When we trigger a new deployment in some of the targets the deployment is not getting completed. It is in progress for log time still we cancel the task. When we trigger again we are able to deploy it. We are not sure why it is not deploying the applications randomly. Please advise us on the issue.
I can see that the health check script exited with exit code -1, could you please send through the Tentacle Logs for that timeframe as well?
There’ll likely be a corresponding windows event for that exit code -1 with more info about what caused the failure but I’d also be curious if this happens repeatedly or just sometimes? Are you manually triggering the deployment or is it from a build server?

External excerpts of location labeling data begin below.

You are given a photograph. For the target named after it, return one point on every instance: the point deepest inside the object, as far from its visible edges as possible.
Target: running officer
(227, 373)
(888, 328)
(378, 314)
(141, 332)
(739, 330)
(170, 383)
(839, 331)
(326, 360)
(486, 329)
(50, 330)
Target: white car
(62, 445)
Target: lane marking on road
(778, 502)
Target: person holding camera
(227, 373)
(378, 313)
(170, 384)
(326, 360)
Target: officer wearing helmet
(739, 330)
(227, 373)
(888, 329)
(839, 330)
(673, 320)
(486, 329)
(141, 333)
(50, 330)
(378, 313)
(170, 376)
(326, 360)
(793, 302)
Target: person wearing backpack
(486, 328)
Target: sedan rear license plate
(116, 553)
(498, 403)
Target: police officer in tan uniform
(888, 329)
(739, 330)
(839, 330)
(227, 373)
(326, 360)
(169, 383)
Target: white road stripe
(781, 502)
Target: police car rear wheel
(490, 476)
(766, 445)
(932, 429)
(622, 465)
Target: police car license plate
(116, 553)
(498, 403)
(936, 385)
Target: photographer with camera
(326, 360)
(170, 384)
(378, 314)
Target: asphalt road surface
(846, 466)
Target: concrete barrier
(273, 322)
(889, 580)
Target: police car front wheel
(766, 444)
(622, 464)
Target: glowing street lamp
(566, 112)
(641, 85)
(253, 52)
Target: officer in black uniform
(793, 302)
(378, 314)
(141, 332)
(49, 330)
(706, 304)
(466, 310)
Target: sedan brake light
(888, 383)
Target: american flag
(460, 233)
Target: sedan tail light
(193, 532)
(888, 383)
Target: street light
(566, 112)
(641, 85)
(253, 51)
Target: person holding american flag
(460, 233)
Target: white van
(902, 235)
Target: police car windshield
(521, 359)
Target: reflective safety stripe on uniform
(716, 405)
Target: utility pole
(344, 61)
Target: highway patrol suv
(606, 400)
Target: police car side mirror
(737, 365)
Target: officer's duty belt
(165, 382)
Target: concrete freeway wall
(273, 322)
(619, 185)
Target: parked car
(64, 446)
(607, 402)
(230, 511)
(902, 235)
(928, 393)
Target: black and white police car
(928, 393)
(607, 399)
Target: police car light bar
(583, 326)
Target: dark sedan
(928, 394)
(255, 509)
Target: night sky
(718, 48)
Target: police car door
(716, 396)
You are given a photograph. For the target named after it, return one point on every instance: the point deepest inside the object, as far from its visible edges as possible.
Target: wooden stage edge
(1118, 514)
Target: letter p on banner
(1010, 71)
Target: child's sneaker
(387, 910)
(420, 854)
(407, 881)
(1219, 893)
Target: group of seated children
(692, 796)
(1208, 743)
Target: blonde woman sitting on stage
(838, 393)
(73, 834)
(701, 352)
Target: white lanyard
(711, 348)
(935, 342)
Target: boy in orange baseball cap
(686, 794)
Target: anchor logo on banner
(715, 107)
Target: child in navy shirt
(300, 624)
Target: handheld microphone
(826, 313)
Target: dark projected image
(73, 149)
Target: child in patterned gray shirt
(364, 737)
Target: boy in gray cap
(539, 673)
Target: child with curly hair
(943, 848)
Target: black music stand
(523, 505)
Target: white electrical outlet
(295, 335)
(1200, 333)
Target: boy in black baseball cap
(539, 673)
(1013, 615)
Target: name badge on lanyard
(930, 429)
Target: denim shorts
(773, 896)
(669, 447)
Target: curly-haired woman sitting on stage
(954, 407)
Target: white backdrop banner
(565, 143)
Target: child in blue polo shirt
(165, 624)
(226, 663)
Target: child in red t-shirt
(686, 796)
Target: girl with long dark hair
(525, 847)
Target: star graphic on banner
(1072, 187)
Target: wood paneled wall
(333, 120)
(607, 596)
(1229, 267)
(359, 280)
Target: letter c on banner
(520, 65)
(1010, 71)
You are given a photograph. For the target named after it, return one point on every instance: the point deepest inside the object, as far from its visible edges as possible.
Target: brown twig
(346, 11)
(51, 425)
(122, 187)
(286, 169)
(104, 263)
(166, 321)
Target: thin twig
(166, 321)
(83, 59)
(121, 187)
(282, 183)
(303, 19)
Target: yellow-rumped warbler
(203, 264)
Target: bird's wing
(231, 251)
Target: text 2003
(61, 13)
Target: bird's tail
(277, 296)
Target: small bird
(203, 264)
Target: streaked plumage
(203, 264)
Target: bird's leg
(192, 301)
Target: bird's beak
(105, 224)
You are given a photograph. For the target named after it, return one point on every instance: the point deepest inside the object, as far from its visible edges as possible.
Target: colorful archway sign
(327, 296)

Do you use the same method each time?
Feel free to let us know if you have any questions at all!
One thing to try also would be our tentacle ping tool as that is our gold standard tool for connection testing between your Octopus Server and your tentacle, if you can install the tentacle ping on your tentacle and ping your Octopus server whilst you are deploying it will tell you if there are any connection errors.
Can you please send over the results of a tentacle ping during deployment when the deployment fails with the same errors you are seeing above.
I look forward to hearing from you and getting those logs.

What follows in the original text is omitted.